The trauma of fiction sticks with you, even when you're an adult, even when you haven't seen the show in years. Death wasn't part of our TV cartoons. Even Acme dynamite couldn't kill the characters we loved. Robotech, though, was a far cry from Looney Tunes.
"It's almost like Game of Thrones now," says Tommy Yune, the Creative Director for Robotech at Harmony Gold USA. The comparison to the HBO hit is warranted. For the elementary school kids of the 1980s, death in Robotech hit like the Red Wedding, swiftly and unexpectedly.Robotech was a lot of things. It was a soap opera that appealed to kids. It was a space odyssey set in a future that was almost the present. It was three separate Japanese cartoon series combined for an audience that didn't recognize the term anime. It's a show whose influence is still felt 28 years after it first aired in the U.S.

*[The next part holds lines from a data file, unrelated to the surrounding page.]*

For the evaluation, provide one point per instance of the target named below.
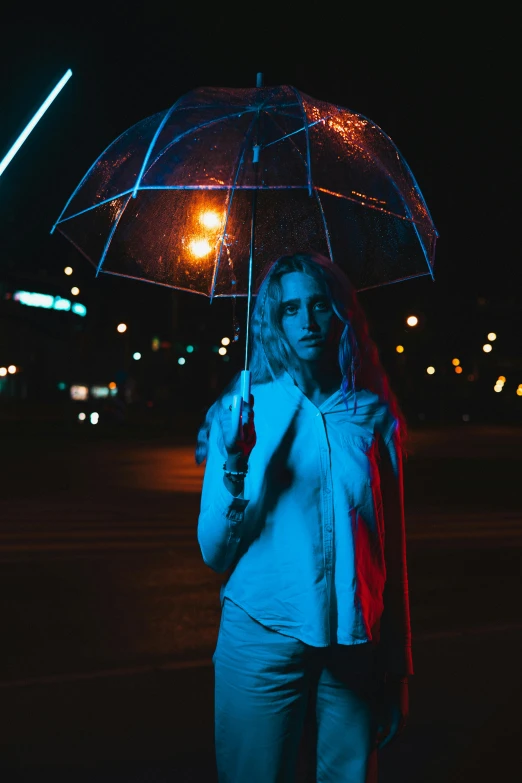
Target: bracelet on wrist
(236, 476)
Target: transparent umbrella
(206, 194)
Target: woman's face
(306, 315)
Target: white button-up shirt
(315, 548)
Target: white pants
(263, 682)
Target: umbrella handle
(245, 394)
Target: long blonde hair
(358, 355)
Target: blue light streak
(30, 125)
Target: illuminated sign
(99, 391)
(49, 302)
(79, 392)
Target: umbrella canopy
(171, 200)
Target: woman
(304, 510)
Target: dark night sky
(445, 89)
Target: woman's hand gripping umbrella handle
(240, 438)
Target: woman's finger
(235, 424)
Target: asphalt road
(109, 616)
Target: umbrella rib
(327, 233)
(232, 190)
(299, 130)
(308, 159)
(111, 234)
(84, 179)
(151, 146)
(197, 128)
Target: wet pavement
(109, 616)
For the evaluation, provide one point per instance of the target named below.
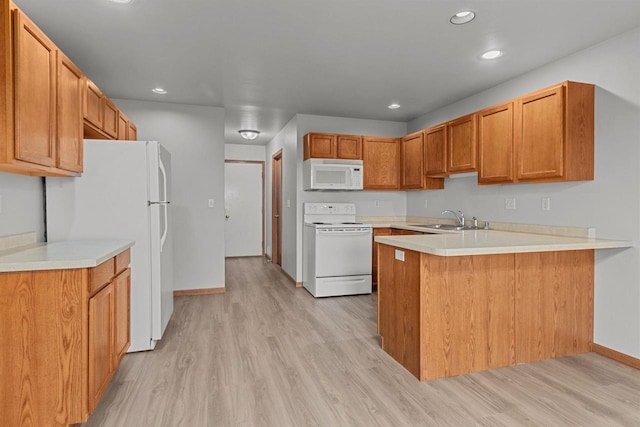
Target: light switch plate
(510, 203)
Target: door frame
(261, 163)
(276, 231)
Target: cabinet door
(132, 133)
(101, 312)
(35, 93)
(110, 118)
(349, 147)
(93, 104)
(123, 126)
(540, 135)
(495, 144)
(70, 133)
(462, 144)
(320, 146)
(412, 154)
(122, 289)
(381, 159)
(435, 151)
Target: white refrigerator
(124, 192)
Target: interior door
(244, 208)
(276, 208)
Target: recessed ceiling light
(249, 134)
(462, 17)
(492, 54)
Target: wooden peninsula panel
(554, 304)
(441, 316)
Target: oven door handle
(343, 232)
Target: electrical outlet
(510, 203)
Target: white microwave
(332, 174)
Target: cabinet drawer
(123, 260)
(101, 275)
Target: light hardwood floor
(268, 354)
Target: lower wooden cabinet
(63, 335)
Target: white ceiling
(266, 60)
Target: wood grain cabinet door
(381, 160)
(349, 147)
(123, 126)
(495, 144)
(93, 104)
(101, 314)
(122, 289)
(110, 118)
(70, 132)
(540, 135)
(35, 93)
(412, 173)
(462, 146)
(435, 151)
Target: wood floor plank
(267, 354)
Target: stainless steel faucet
(459, 216)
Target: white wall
(21, 208)
(195, 137)
(244, 152)
(611, 202)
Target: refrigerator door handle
(163, 239)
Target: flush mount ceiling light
(249, 134)
(462, 17)
(492, 54)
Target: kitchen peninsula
(455, 303)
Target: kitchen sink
(446, 227)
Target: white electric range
(337, 250)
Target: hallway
(268, 354)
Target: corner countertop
(61, 255)
(486, 242)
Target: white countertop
(485, 242)
(61, 255)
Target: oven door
(343, 252)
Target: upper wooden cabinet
(349, 147)
(412, 175)
(38, 89)
(70, 133)
(435, 151)
(495, 136)
(545, 136)
(411, 155)
(102, 119)
(381, 160)
(461, 144)
(332, 146)
(46, 103)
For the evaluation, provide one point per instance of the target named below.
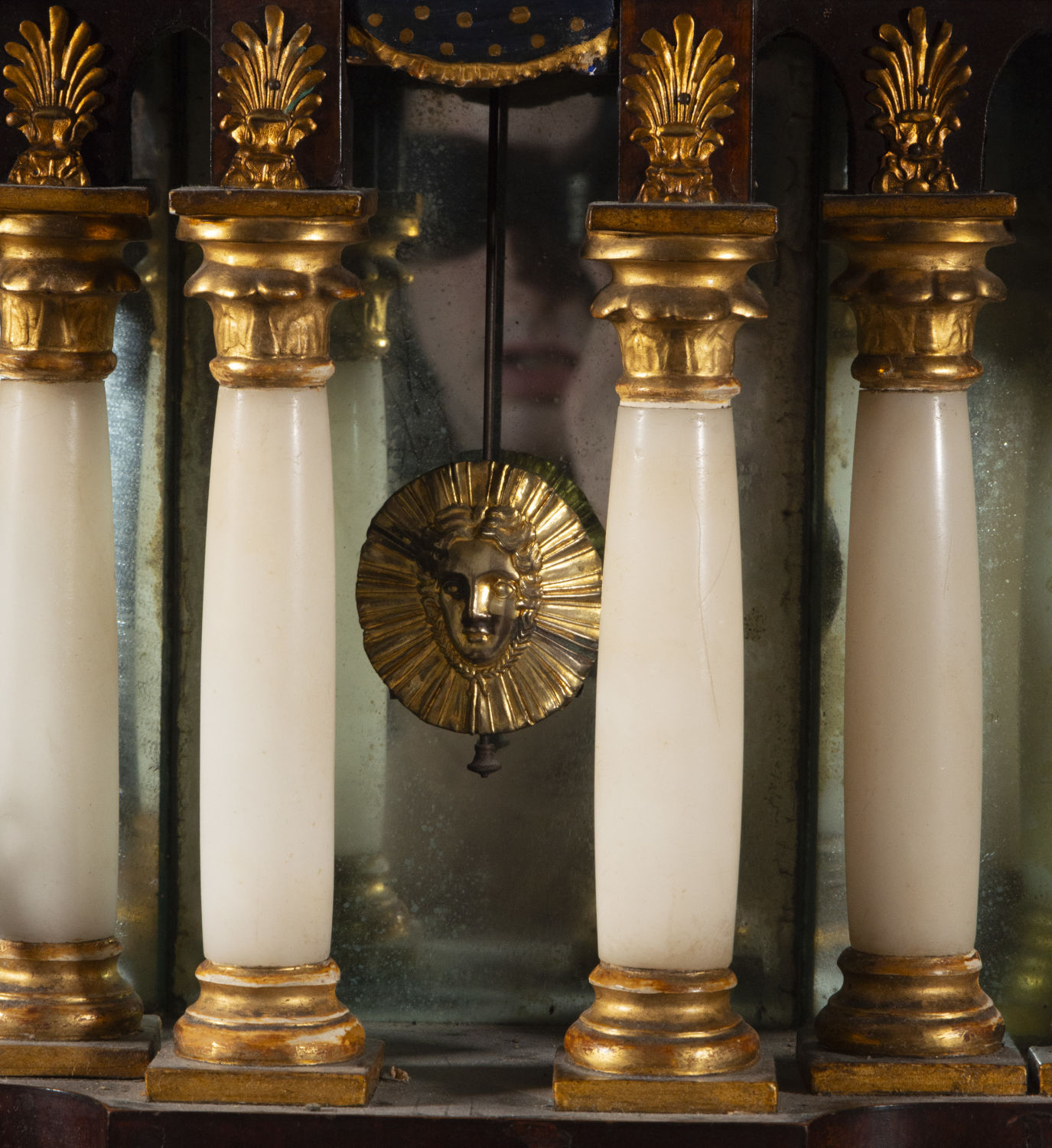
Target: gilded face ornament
(479, 597)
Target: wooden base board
(121, 1058)
(583, 1091)
(1001, 1074)
(174, 1079)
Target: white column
(59, 783)
(669, 697)
(360, 488)
(914, 679)
(268, 681)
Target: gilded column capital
(380, 270)
(272, 276)
(916, 280)
(679, 292)
(62, 275)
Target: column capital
(272, 276)
(916, 280)
(62, 275)
(679, 292)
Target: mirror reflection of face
(479, 594)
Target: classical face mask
(479, 594)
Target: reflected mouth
(537, 372)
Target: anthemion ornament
(916, 93)
(479, 597)
(55, 91)
(679, 96)
(270, 90)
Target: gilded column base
(910, 1006)
(66, 991)
(997, 1074)
(661, 1042)
(176, 1081)
(269, 1016)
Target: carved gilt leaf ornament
(679, 96)
(270, 91)
(916, 93)
(55, 90)
(479, 597)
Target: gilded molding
(916, 93)
(679, 96)
(479, 597)
(61, 278)
(917, 282)
(661, 1024)
(269, 1016)
(575, 57)
(678, 298)
(66, 991)
(55, 91)
(272, 279)
(910, 1006)
(270, 91)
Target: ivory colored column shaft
(59, 783)
(268, 681)
(360, 488)
(914, 679)
(669, 703)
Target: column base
(174, 1079)
(997, 1074)
(117, 1058)
(910, 1006)
(259, 1017)
(66, 991)
(577, 1090)
(655, 1040)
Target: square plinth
(583, 1091)
(174, 1079)
(999, 1074)
(121, 1058)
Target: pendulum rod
(495, 225)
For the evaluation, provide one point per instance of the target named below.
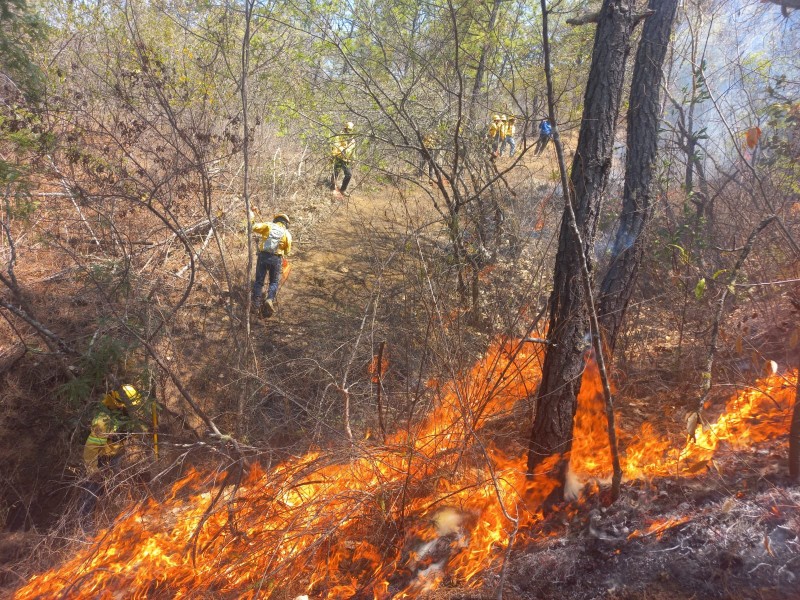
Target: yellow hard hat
(129, 397)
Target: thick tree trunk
(569, 325)
(644, 115)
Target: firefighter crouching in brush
(116, 419)
(273, 248)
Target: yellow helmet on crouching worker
(125, 396)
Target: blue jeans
(511, 142)
(267, 263)
(340, 165)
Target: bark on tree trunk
(794, 433)
(569, 325)
(644, 115)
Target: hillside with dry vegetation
(566, 373)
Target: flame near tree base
(391, 522)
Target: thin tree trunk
(794, 434)
(481, 70)
(569, 330)
(243, 393)
(705, 385)
(644, 115)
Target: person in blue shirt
(545, 133)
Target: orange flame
(390, 522)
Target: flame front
(391, 522)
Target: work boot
(268, 308)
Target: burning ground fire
(392, 521)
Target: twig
(705, 386)
(380, 388)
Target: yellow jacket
(98, 443)
(343, 146)
(275, 238)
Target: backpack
(273, 239)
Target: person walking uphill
(274, 246)
(545, 133)
(508, 136)
(342, 150)
(496, 132)
(102, 454)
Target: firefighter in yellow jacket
(273, 248)
(342, 150)
(495, 134)
(105, 445)
(509, 132)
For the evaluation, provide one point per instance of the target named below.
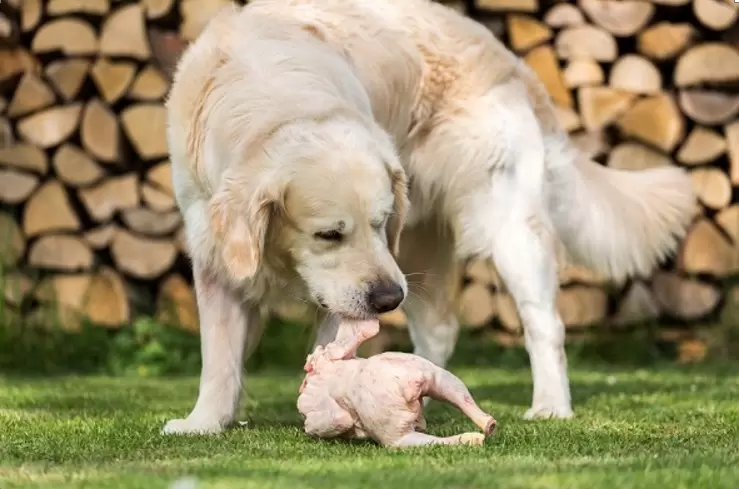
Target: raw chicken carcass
(380, 397)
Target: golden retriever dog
(308, 136)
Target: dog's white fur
(292, 117)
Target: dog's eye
(334, 236)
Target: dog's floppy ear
(396, 222)
(239, 220)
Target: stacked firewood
(87, 211)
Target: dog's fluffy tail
(617, 222)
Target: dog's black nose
(385, 296)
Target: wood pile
(87, 213)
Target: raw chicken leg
(381, 397)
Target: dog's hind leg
(224, 322)
(427, 260)
(498, 209)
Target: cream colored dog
(306, 134)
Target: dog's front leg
(224, 321)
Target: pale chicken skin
(381, 397)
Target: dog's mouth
(345, 315)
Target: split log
(112, 79)
(24, 157)
(100, 237)
(621, 18)
(123, 33)
(150, 85)
(582, 306)
(665, 40)
(701, 146)
(732, 142)
(708, 107)
(711, 62)
(107, 301)
(706, 250)
(100, 132)
(101, 298)
(161, 176)
(635, 157)
(67, 76)
(31, 12)
(156, 199)
(176, 304)
(476, 306)
(9, 26)
(15, 287)
(114, 194)
(638, 306)
(15, 187)
(583, 72)
(654, 120)
(150, 223)
(568, 118)
(70, 36)
(60, 252)
(32, 94)
(712, 187)
(16, 61)
(75, 168)
(728, 220)
(6, 134)
(143, 258)
(525, 32)
(89, 7)
(166, 48)
(13, 243)
(156, 9)
(543, 61)
(684, 298)
(196, 13)
(563, 15)
(50, 127)
(586, 41)
(49, 210)
(145, 125)
(635, 74)
(599, 106)
(717, 15)
(591, 144)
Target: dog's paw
(191, 427)
(549, 412)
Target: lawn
(665, 427)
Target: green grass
(660, 428)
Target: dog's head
(328, 211)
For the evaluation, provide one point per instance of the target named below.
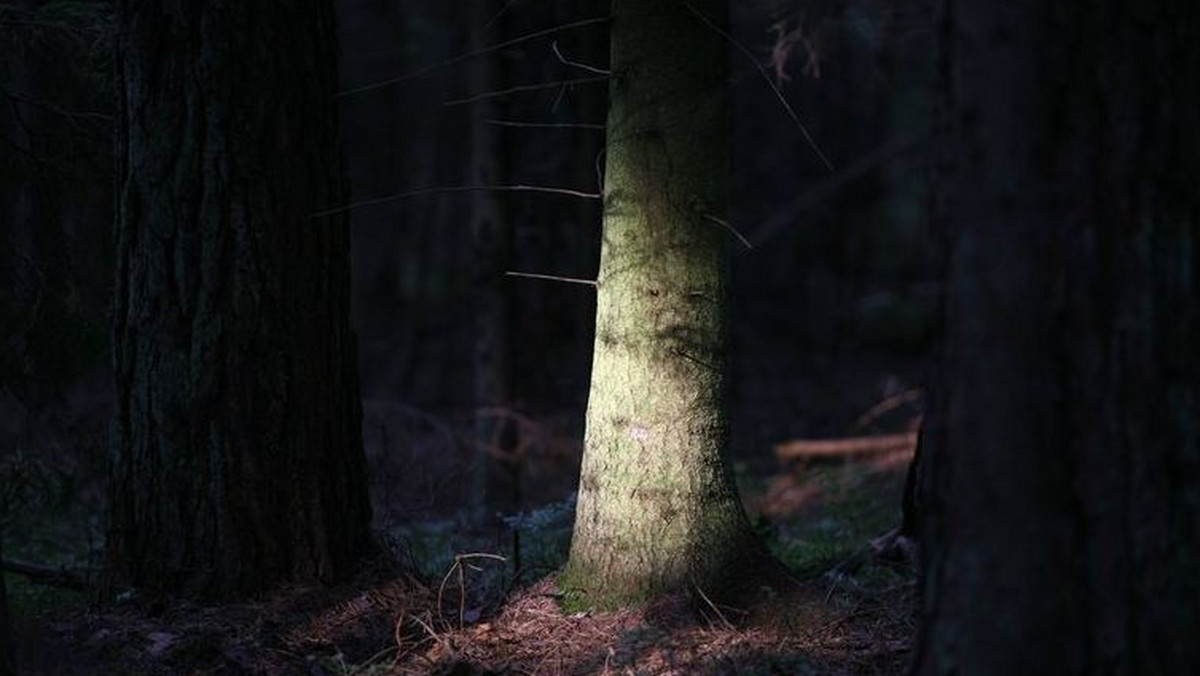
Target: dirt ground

Harmony Gold's Sunset Boulevard headquarters appear ordinary from the outside. These days, the nondescript office building is best known for a large theater on its ground floor. It's home to a lot of private screenings, as well as the occasional film festival. Head upstairs, though, and the legacy of Robotech spills out into the hallways. There are posters and a plaster statue of a very large robot. There are offices filled with collectible toys, rare box sets and other ephemera. Then there are the vaults -- multiple, closely guarded rooms filled with the footage that made this phenomenon possible.
There are tapes of the show in a variety of formats that are ready for broadcast. Master recordings of the music used in the show. Tucked into a corner one of the archival rooms are the origins of Robotech, a collection of 16 mm reels that came from Japan.